Is it motivating for my guys to see me turning red and sweating. Counting my pushups 20 at a time, only to try to make it 25 per set for next week.... then 30, and so on.

Maybe, maybe not. I remember as a student not even noticing anyone else working out. It was just me and my goal. My will alone against my objective. I realize this sounds narsarsistic , but that is how I approached it. That was my world. Look out for yourself, cover your own back, because if you don't there will be knives in it. It was just me, and a whole lot of darkness.

What I did find profound and amazing is the talks after class. I hung on every word Master Brinker said. In my tangled and very rough history of life, there was sense, calm, and order to be found. An eye in the storm as it were. Those talks saved my life, not the kicking and punching, not the pushups and sit ups, not the achieving of belts with single minded determination.

The idea that there was light in the world. That there were choices and that control of one's destiny was attainable. For all the terrible things I survived, I had not lived. Kung fu's principles, and the belief my instructor had in me, taught me to trust other human beings. Taught me to be more than an angry, jaded, vengeful teenager. It got me an education, got me to quit smoking, reinforced my resolve not to get involved with drugs. But most of all, it kept me from attempting suicide again. Yes again.

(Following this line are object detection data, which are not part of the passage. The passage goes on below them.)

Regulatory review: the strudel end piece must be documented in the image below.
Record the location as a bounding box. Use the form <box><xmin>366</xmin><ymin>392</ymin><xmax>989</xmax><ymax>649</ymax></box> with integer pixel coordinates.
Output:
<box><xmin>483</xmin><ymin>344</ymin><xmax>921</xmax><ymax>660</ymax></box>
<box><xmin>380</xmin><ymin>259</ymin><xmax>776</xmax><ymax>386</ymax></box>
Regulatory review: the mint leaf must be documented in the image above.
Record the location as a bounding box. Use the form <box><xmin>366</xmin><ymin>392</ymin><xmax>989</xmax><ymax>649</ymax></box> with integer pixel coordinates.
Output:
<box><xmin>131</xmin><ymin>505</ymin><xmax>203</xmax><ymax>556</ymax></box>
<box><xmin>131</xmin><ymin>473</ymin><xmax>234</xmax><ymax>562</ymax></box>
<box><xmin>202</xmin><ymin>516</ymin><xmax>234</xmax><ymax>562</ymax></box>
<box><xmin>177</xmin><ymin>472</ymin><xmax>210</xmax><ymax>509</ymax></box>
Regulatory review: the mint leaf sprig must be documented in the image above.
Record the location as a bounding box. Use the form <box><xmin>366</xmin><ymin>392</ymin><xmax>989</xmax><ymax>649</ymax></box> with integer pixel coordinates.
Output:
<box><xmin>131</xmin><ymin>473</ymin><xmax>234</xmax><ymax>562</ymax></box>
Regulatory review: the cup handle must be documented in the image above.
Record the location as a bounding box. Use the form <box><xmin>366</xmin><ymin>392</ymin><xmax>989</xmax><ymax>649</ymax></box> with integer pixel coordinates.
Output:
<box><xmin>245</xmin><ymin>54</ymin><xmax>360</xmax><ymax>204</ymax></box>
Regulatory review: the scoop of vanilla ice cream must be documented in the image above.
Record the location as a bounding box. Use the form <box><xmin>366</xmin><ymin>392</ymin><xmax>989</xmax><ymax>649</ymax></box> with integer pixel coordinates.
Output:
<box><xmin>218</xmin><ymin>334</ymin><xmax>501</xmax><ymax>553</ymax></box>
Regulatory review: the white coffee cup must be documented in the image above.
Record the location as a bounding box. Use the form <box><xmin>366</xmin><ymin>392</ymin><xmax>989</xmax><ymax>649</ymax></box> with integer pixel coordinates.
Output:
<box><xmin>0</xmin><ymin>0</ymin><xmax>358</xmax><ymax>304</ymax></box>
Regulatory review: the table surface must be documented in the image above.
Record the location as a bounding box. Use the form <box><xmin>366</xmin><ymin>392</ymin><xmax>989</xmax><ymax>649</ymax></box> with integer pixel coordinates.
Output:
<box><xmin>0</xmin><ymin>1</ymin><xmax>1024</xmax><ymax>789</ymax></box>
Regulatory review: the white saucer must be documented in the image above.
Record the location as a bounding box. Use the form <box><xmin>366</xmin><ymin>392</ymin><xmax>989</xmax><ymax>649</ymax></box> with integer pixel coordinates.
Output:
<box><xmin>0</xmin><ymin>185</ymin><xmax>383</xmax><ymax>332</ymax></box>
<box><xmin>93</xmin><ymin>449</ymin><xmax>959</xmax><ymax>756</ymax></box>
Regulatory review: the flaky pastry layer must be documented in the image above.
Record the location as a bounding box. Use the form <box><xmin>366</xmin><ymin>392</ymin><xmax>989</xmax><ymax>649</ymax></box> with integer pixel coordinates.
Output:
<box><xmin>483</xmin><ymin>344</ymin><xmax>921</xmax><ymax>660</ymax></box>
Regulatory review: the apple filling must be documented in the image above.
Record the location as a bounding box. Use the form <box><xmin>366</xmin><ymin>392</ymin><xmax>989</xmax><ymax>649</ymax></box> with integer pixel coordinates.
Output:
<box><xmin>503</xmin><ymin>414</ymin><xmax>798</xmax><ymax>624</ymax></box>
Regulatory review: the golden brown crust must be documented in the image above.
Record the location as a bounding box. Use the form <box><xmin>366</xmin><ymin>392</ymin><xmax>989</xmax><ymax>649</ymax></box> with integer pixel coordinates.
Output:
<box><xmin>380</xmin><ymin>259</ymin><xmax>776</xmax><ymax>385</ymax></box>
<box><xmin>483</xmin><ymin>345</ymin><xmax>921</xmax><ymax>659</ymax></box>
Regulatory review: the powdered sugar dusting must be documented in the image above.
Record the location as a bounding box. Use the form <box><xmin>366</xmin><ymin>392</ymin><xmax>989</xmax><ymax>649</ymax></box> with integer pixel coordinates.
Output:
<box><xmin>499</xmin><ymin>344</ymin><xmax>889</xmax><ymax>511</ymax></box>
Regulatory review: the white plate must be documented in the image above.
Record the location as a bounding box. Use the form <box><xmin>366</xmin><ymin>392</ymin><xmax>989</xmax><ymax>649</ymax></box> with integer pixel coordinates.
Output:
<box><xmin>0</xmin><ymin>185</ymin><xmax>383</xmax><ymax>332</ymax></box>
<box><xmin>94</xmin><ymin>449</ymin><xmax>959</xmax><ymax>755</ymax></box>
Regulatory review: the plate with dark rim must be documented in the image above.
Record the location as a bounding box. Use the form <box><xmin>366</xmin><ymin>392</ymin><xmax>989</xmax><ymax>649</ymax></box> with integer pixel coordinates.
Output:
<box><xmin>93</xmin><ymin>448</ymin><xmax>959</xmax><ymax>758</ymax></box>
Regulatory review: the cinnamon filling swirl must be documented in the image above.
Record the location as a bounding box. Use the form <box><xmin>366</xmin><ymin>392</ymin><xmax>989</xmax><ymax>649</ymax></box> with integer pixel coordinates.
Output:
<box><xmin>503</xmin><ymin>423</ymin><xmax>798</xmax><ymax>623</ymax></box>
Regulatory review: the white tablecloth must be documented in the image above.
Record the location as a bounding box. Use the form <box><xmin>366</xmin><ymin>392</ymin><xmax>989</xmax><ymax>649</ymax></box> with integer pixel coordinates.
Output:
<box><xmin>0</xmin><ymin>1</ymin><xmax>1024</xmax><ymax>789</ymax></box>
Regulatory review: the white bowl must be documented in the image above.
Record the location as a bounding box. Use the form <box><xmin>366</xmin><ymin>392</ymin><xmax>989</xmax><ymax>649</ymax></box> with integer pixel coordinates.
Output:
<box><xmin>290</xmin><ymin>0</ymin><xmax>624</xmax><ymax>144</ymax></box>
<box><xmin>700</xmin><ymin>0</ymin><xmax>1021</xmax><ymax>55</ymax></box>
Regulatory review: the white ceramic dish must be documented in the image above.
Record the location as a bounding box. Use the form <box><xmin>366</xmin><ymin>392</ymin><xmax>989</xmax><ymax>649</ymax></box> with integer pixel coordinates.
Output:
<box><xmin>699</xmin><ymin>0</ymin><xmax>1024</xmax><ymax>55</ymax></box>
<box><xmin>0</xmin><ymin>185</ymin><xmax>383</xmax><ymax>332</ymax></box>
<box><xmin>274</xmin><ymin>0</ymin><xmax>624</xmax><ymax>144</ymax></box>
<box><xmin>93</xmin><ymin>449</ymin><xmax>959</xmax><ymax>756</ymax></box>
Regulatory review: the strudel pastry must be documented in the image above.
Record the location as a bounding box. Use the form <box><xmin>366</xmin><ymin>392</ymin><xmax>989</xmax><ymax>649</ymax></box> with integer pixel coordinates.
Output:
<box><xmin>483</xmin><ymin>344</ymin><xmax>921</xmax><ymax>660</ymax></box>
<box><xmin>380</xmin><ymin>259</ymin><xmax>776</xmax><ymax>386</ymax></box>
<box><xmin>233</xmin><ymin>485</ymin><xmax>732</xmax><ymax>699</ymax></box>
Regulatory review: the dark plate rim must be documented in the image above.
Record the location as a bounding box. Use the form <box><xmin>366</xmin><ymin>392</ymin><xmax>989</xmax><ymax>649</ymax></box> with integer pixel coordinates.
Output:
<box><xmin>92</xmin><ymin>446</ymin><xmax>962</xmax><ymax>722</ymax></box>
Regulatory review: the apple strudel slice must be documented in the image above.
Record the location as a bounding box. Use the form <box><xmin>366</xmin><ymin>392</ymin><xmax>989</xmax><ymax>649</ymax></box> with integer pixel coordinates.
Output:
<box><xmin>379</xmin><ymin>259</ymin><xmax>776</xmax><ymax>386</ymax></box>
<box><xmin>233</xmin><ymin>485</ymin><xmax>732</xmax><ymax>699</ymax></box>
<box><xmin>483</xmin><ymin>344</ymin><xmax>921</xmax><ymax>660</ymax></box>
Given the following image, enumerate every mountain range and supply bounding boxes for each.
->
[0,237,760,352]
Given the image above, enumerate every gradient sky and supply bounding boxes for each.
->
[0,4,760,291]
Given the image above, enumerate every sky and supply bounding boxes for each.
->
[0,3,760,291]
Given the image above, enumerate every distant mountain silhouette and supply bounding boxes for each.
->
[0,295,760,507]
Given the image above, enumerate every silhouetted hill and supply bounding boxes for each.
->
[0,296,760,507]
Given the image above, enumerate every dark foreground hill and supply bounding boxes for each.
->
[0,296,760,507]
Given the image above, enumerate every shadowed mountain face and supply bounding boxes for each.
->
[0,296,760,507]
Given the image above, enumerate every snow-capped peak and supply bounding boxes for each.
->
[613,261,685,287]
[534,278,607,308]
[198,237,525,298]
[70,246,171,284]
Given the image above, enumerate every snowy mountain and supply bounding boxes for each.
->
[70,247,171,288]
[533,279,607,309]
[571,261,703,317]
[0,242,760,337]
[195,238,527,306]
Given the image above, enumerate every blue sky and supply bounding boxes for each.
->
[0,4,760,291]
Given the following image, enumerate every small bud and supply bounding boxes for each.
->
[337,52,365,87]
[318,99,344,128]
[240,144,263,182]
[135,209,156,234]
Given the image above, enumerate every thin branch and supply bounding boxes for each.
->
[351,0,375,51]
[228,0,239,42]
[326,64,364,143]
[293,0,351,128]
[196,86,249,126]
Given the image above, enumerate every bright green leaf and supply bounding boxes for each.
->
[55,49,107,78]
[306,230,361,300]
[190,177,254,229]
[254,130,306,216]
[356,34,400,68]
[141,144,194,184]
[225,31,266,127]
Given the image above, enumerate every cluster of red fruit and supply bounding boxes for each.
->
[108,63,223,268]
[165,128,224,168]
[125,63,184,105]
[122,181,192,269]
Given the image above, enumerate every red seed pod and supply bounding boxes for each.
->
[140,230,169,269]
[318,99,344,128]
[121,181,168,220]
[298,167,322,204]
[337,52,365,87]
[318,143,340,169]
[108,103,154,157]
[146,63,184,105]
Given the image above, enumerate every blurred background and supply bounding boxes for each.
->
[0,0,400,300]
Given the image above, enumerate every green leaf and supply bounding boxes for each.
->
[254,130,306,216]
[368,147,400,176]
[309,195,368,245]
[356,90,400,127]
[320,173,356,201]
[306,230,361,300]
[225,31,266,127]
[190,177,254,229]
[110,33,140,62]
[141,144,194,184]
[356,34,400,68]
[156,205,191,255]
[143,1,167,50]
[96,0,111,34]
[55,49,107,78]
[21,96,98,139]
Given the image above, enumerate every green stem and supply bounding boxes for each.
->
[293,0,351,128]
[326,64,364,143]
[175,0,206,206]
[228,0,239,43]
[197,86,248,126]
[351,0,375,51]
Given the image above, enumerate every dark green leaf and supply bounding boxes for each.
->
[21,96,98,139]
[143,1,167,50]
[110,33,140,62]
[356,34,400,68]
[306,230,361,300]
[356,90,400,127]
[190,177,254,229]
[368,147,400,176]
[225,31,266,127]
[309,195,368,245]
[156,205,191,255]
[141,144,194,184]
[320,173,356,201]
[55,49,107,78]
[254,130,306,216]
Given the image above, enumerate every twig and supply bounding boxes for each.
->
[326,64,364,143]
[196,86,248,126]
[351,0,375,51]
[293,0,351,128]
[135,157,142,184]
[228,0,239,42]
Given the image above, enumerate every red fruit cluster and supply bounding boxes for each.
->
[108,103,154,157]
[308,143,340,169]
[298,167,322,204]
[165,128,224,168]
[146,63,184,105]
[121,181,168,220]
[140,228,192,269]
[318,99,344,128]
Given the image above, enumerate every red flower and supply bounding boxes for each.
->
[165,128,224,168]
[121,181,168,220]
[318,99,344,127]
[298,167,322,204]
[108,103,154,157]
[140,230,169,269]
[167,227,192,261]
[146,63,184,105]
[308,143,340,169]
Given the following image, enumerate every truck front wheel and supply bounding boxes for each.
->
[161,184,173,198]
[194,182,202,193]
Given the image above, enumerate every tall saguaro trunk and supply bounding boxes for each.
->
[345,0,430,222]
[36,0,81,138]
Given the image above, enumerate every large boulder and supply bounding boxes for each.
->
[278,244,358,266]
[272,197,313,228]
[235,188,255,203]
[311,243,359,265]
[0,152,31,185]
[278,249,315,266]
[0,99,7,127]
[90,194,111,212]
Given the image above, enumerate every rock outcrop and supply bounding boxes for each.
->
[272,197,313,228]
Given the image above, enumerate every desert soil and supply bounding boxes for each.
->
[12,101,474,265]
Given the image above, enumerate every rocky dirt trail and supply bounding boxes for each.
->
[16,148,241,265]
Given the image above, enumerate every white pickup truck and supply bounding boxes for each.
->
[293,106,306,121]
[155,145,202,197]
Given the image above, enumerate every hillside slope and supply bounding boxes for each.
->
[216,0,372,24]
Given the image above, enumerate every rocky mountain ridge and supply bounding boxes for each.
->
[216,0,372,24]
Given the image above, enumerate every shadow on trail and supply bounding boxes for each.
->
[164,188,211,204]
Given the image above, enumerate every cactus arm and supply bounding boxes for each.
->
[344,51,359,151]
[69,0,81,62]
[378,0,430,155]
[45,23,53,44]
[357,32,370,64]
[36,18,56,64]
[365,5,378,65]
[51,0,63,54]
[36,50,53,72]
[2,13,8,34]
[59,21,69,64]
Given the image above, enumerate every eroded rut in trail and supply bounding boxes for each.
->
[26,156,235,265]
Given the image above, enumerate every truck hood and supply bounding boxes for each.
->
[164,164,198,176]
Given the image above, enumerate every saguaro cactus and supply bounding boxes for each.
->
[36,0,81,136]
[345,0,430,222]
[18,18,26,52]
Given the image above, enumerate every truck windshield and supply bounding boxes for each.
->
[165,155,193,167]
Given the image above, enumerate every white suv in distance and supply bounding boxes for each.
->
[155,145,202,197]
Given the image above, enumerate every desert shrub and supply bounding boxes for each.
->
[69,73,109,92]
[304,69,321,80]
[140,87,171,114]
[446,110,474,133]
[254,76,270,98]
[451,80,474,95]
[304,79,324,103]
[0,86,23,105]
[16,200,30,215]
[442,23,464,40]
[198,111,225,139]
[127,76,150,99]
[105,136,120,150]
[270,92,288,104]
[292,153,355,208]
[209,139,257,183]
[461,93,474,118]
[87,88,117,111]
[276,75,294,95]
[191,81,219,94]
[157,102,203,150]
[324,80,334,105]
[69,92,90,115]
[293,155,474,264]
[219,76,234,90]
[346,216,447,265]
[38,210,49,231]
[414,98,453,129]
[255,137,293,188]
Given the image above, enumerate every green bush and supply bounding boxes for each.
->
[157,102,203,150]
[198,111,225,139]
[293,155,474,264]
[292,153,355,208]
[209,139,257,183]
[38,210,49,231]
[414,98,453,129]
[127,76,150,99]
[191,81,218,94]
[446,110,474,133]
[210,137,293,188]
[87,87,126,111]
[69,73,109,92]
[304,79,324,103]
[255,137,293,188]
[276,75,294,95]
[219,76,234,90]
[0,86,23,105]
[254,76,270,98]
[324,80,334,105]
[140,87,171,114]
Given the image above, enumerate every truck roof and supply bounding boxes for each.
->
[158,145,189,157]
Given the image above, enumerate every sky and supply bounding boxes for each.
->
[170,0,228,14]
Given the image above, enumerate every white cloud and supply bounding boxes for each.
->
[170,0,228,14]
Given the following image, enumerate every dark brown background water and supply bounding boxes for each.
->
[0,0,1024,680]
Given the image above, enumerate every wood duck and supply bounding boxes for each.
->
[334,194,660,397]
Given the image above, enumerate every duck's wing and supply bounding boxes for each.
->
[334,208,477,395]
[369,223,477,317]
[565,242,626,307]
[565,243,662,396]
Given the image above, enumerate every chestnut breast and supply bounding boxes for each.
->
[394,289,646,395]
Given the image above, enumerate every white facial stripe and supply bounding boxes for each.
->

I remember telling Travis Panasiuk that changing your life is like climbing a ladder. I had gone through many of the struggles he was facing. I told him that he was on the ladder, below him, trying to pull him down was his past. The people he cared about but were not always good for him. Many of them would try to pull him down off the ladder. To keep him from rising above what they have accepted as their life. I told him to remember to look up. Above him on that ladder were the people who wanted him to succeed. For every person below trying to stop him, there were many more, trying to pull him up. Trying to help him achieve his dreams. I had a long talk with him the night before he died, and the last thing I said was that he was going to be alright. That we believed in him. Less than 12 hours later he was killed in a car accident.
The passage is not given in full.